In a world where "Kill it with fire!" is the standard response to a visitor of the arachnid variety, we sure are thankful for people like Natasha Joyce. When the self-proclaimed "science geek" found a newly made egg sac belonging to a huntsman spider in her postbox recently, she did what any self-respecting geek would do: she roped in the neighbourhood kids for an incubation experiment. 

Joyce is a La Trobe University student who lives in Bendigo, Victoria, where these large, hairy spiders are a common sight. All in all, Australia is home to approximately 95 species that are found nowhere else. Their large size and fast, crab-like movements make them unpopular house guests (it probably doesn't help that they occasionally freak out the internet by dragging mouse carcasses around), but not everyone is intimidated.

When the egg sac appeared in early October, Joyce decided not only to let it stay, but also to make the spiders-in-the-making comfortable. "The coloured cardboard at the bottom of the letterbox is the 'nursery furniture' installed by my friend's kids, in readiness for the tiny arrivals," she explains. 

With some tips and advice from experts at Museums Victoria – huntsman moms can be fiercely protective of their broods, so some caution was required – Joyce and her neighbourhood helpers settled in to wait for the great emergence, checking in on progress each day, reports local media outlet Bendigo Advertiser. The guest even got a name worthy of her spiderly awesomeness: Hortense, Protector of the Post.

For her part, Hortense proved an amicable tenant, setting up her maternity ward in the corner of the postbox, well clear of bill-retrieving human hands. Her eager observers, however, had to wait longer than expected. "It was a long gestation period, as this species usually hatch within 2-3 weeks, but the weather has been odd lately," explains Joyce. It's likely that climatic conditions can affect huntsman incubation periods.

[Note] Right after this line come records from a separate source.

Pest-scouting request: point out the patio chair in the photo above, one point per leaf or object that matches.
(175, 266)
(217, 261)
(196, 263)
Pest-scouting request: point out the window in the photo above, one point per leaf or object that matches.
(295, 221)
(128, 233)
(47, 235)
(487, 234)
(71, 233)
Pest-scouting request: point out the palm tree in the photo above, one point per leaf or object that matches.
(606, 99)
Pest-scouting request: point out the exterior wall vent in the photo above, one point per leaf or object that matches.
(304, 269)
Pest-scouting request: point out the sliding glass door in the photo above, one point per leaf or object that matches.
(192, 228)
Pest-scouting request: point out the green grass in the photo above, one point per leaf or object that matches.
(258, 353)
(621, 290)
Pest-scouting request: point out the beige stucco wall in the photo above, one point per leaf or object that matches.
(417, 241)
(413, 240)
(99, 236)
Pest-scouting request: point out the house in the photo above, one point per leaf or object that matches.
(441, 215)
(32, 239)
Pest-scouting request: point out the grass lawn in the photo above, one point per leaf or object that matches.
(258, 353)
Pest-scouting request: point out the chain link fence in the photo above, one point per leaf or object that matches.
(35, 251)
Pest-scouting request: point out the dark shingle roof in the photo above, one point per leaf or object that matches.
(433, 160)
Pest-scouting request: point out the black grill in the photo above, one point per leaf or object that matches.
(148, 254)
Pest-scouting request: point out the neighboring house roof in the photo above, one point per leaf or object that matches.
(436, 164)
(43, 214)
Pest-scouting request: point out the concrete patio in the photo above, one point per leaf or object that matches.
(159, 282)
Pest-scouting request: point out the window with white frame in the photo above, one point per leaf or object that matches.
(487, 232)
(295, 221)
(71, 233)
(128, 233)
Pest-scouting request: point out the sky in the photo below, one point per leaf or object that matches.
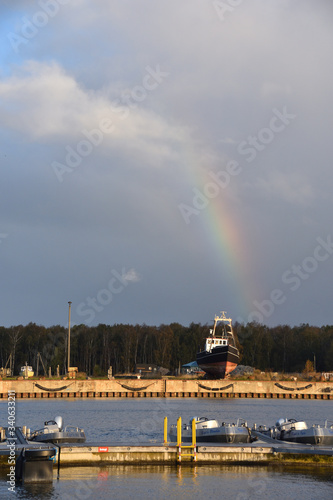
(165, 161)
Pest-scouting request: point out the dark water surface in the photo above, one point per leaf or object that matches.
(141, 420)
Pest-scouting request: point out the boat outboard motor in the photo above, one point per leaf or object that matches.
(281, 421)
(58, 421)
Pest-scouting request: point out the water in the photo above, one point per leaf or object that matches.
(136, 421)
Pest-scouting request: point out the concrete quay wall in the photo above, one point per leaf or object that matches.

The spiderlings finally emerged earlier this week, and in huntsman fashion, Hortense will now stick around to watch over her progeny as they undergo several moults, before making their way into the world. "There were hundreds, at least two hundred … we were incredibly excited," Joyce told the Bendigo Advertiser

Despite their fearsome appearance, the spiders are not dangerous to humans, and a tolerated huntsman house guest can actually pay its dues by enthusiastically eating a cockroach or two.